加えて、駅距離のある物件は、賃料も手ごろですので、周辺環境に満足していれば、無理に退居する必要性もありません。
ですからファミリータイプが主体のバスアクセスのマンションは、退居の少なさに起因して稼働率が安定するという特徴があります。
利回りが高く、積算評価も高い
バス便のマンションの融資を敬遠する金融機関もあるため、担保評価の点はなんとも言えないところはありますが、需要過多で価格が膨張していない為、不動産の積算価値と同等かそれ以下の価格設定で流通していることが多いです。
また、同じ理由で、人気立地に比べて利回りが高い傾向にあります。
掘り出し物を見つければ
冒頭から述べている通り、売買物件としての人気があまりないため、出口戦略が描きにくいです。買いたいと思う投資家が少ないため、売ろうと思ってもすぐに売りにくい。という特徴があります。
とはいえ、長期保有で永続的にキャッシュフローを得る目的であれば、出口を気にする必要性はありません。
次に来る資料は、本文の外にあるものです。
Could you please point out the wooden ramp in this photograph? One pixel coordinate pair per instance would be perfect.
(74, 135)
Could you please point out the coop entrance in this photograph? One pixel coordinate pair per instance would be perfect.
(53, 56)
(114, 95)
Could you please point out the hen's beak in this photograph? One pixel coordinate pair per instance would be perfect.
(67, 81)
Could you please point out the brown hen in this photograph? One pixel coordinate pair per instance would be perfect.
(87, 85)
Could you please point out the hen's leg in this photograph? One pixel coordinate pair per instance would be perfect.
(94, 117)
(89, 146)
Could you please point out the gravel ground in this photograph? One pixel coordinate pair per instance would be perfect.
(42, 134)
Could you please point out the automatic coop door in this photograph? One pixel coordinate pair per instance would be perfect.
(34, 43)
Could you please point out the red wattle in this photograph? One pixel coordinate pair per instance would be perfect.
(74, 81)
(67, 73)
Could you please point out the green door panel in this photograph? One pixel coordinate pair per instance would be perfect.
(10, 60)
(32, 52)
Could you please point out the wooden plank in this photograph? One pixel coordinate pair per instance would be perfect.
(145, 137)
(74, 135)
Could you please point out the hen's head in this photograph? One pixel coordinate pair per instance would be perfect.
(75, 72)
駅距離が遠いとはいえ、探していれば高利回りで安定稼働の掘り出し物が見つかるかもしれません。
POINT
・バスアクセスのマンションはファミリータイプであれば空室率が低い傾向
・退居が少ないため、稼働率が安定しやすい
・駅近物件に比べ利回りが高く、積算評価も高いことが多い
・リセールバリューは低く、出口は描きにくい
・高利回りで安定稼働の掘り出し物が見つかるかも
以上のように、駅距離のあるバスアクセスのマンションには、高利回りで、長期的視野での安定した賃貸経営ができる物件が存在します。
もちろん、周辺環境が生活不便ですと、稼働維持が難しくなりますので、バスアクセスのマンション投資をするのであれば、大型商業施設や商店街などが近隣にあるような物件を選んだほうが良いでしょう。